Minutes later they all sat down at the round kitchen table with its oak finish. Erika could still remember sitting here with Blake when they’d been dating then after they’d married. That stain in the center had come from spilling some cooking oil that never quite came out. And that scratch right in front of her from a wrought iron trivet when Nikki had scooted it while beneath the weight of a huge Thanksgiving turkey.

On the wall behind Bruce’s spot at the table were all the family portraits including Blake’s school pictures and various candid shots that his parents had framed. Or maybe memorialized would be a better word. As Erika took a bite of the somewhat bland goulash—it always tasted this way, but she’d never complain—she knew the picture they’d bought at the wedding chapel down in Vegas was stationed on the wall at her back.

Beneath that large ten by sixteen frame sat a collection of framed photographs across three separate shelves, all of them of her and Blake during their fleeting courtship and marriage. Nikki had made a hobby of amateur photography, so she took pictures of everything.

It was all there.

Their first date.
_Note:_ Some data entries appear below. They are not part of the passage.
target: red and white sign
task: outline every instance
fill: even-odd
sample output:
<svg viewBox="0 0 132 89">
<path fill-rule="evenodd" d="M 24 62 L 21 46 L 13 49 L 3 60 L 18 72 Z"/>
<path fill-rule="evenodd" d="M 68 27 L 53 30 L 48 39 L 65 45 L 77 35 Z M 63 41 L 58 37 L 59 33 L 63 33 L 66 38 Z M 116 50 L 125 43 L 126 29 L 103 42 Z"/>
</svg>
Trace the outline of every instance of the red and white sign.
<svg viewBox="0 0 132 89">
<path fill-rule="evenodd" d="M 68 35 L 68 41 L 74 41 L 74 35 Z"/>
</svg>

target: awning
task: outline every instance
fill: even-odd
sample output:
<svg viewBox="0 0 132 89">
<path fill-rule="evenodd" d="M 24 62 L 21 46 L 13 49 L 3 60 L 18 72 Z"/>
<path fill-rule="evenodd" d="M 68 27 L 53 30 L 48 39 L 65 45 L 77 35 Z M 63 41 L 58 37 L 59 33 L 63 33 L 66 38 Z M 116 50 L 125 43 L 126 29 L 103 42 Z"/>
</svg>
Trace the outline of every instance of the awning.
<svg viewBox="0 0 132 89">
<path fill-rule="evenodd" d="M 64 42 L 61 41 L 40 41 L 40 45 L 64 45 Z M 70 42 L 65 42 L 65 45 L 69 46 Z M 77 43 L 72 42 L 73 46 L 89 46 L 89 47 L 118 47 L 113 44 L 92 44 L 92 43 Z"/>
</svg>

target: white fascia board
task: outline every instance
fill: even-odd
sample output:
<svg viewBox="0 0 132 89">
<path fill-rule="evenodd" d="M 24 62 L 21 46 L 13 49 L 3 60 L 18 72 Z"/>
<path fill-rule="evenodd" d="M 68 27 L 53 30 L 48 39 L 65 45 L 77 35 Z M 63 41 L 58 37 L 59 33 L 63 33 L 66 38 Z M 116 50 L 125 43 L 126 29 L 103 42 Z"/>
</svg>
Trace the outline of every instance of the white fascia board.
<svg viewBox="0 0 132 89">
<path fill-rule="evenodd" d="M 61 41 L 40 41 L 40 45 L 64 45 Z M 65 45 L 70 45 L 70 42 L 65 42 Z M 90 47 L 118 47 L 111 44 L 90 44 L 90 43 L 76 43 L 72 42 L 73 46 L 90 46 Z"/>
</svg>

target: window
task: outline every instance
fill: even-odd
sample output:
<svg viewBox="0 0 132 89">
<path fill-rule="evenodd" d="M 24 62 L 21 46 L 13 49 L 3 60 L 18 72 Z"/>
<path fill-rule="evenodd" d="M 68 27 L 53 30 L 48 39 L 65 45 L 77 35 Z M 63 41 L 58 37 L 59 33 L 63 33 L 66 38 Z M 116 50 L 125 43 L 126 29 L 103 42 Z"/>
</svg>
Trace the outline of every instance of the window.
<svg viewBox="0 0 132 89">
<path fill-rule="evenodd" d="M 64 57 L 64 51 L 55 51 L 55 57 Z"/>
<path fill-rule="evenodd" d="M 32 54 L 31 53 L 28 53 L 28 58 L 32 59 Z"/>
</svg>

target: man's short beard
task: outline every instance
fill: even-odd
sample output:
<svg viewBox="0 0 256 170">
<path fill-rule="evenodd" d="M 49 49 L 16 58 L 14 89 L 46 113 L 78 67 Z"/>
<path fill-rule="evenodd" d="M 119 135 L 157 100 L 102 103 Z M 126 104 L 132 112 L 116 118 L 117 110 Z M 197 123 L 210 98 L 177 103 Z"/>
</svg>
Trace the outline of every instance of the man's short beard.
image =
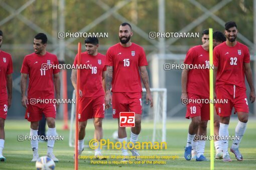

Their first kiss—Erika hadn’t realized they were being scrutinized until after the fact. Their first meal with the Cantrells. The day they returned from their wedding and honeymoon. Them standing in front of their new cottage home.

Initially, Erika had been embarrassed and even intimidated by Nikki’s need to capture every moment for perpetuity’s sake, but after Blake died, she’d been grateful. At least once she’d been capable of looking at those images without sobbing. By taking all those photographs, her memories had been preserved in a way that her memory might eventually allow to fade.

She peered up at the wallpaper in this dining room kitchen combo and the little apples lined up throughout. She studied the silverware with its floral motif and the kitschy salt and peppers shakers in the shape of a squirrel and a rabbit. Even the wood smell of this room seemed to go back for years into her past.

Erika inhaled and felt soothed by the bevy of memories all these enmeshed aromas elicited. Being here with the Cantrells was like returning to a childhood bedroom and again sleeping on the same mattress. People said you couldn’t go home again, but she did it all the time. Nearly every Friday, in fact.

“Sweet girl,” Bruce addressed her, both he and his wife had referred to Erika like this since shortly after she’d commenced dating their son. “Do you remember that time we had to push Blake’s old Mustang into the driveway?”

“Sure do.”

“You two had only been married six months,” he went on even though this story had been told multiple times. Also, Erika remembered it because she’d been there. But that wasn’t about to stop Bruce. Retelling the same stories over and over was he and his wife’s forte. “It was lucky he was only a block away. We had you sit behind the steering wheel while the rest of us pushed as hard as we could.”

“And my white slacks got so filthy it ruined them,” Nikki added, just like she always did.